Dieses Kleidungsstück muss nur alle paar Wochen in die Wäsche

RTL-Haushaltsexpertin Gisela gibt Tipps

Es ist aber auch kompliziert mit unseren Klamotten: Nicht wirklich schmutzig, aber nach ein paar Tagen im Einsatz auch nicht “sauber”, werfen wir Jeans, Strickjacken und Blusen ziemlich oft in die Waschmaschine.
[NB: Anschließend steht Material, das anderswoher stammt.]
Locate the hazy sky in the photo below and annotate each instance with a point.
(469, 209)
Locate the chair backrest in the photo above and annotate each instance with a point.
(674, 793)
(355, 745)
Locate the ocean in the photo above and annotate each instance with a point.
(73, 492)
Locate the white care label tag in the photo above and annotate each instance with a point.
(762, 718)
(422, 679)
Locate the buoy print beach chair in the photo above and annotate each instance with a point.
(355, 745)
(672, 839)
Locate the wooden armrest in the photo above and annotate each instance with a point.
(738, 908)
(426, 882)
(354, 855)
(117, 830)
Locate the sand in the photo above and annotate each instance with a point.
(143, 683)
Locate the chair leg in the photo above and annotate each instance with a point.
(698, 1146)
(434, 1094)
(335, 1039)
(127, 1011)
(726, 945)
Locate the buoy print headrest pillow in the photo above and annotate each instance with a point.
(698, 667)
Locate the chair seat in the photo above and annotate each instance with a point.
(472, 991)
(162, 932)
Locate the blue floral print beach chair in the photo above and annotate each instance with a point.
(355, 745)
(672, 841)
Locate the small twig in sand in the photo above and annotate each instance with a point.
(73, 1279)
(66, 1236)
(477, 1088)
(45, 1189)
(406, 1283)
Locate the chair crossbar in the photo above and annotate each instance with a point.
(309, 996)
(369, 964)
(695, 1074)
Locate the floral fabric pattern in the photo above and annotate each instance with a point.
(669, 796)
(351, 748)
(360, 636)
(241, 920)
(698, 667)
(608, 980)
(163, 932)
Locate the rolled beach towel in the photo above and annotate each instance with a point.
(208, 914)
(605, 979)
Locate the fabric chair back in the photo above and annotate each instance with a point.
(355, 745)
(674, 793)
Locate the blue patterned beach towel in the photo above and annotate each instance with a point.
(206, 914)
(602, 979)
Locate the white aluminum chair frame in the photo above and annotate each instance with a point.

Muss nicht sein, findet RTL-Haushaltsexpertin Gisela und zeigt uns im Video, wie Kleidungsstücke auch wochenlang frisch bleiben können – ganz ohne Schleudergang.

Weniger Waschen spart Zeit und Geld

Eine Maschine Wäsche kostet im Schnitt rund einen Euro. Hochgerechnet auf ein Jahr ergibt das bei drei Waschladungen pro Woche 156 Euro – nur fürs Waschen.Aber Waschladungen sind also gut für unser Portemonnaie, sondern auch für unsere Klamotten. Denn jeder Waschgang greift Fasern an, dünnt Stoff aus und bleicht Farben aus. Das muss aber nicht sein, findet Haushaltsexpertin Gisela. Vor allem bei Jeans sind häufige Wäschen unnötig: “Einfrieren kann eine echte Alternative sein! Bei den niedrigen Temperaturen werden Bakterien in einen Ruhezustand versetzt und Gerüche neutralisiert.” Perfekt, wenn die Hose nur ein wenig muffig riecht und ansonsten keine Flecken sichtbar sind.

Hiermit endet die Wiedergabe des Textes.